Spiegazione: Uno spessore maggiore generalmente migliora la resistenza all'usura, stallo dielettrico e protezione barriera,
ma aumenta anche il consumo di substrato interno, cambiamento dimensionale, rischio di crepe sugli spigoli vivi, maggiore resistenza termica, tempi e costi di processo più lunghi.
Per ciascuna parte è necessario bilanciare la funzione superficiale richiesta, esigenze dimensionali/tolleranze, geometria (raggi del bordo e spessore della sezione) e costo.
In che modo lo spessore del film influisce su dimensioni e tolleranze?
Plan for oxide growth: una regola funzionante è più o meno così Circa il 50% della pellicola cresce verso l'esterno e circa il 50% consuma il substrato, so a 40 La pellicola µm può accumularsi ≈20 µm verso l'esterno e consumare ≈20 µm verso l'interno (varies by process/alloy).
For tight tolerances, maschera o rifinisce le superfici critiche dopo l'anodizzazione.
L'anodizzazione più spessa offre sempre una migliore protezione dalla corrosione?
Non sempre. La qualità della sigillatura e il corretto controllo del processo spesso influiscono maggiormente sulle prestazioni di corrosione rispetto allo spessore grezzo.
Un sottile, una pellicola di Tipo II ben sigillata può avere prestazioni migliori di una pellicola più spessa ma scarsamente sigillata in molti ambienti atmosferici.
In che modo lo spessore dell'anodizzazione influisce sulle prestazioni termiche?
Le pellicole decorative sottili hanno un impatto termico trascurabile. I rivestimenti rigidi spessi aggiungono resistenza termica alla superficie e possono ridurre le prestazioni del dissipatore di calore; evitare l'anodizzazione spessa sulle facce primarie di trasferimento del calore.
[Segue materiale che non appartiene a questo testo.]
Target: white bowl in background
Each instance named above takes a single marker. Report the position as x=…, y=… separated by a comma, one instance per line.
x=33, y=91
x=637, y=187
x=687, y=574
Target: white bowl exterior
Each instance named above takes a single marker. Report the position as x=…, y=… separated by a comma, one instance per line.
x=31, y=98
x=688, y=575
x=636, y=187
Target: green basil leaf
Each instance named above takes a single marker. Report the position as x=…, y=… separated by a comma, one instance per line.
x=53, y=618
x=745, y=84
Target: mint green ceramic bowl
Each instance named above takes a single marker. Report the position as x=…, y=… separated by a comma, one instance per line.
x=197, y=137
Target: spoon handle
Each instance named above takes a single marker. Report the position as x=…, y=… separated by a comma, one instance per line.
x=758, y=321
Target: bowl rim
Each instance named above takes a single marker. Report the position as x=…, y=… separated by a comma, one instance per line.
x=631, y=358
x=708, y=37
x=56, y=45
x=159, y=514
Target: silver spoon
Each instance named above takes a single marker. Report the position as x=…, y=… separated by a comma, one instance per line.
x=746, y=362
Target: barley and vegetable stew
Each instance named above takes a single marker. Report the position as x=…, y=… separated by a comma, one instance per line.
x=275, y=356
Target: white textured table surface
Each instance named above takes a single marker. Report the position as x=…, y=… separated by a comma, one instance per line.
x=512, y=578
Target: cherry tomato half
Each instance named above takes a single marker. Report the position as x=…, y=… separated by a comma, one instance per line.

Posso colorare parti anodizzate dure?
La tintura organica diretta è inefficace su manti duri densi. Per le finiture hardcoat colorate utilizzare l'elettrolitico (integrante) colorazione, Soprabito in PVD, dipingere su un rivestimento duro sigillato, oppure mascherare e applicare anodizzazione decorativa sulle zone visibili.
Come posso garantire la coerenza del colore e del lotto??
Bloccare il lotto di leghe e il pretrattamento; richiedono tagliandi di produzione dello stesso lotto di lega e dello stesso anodizzatore; includere target colorimetrici (CIELab ΔE) e le specifiche gloss sul PO e richiedono l'approvazione del primo articolo.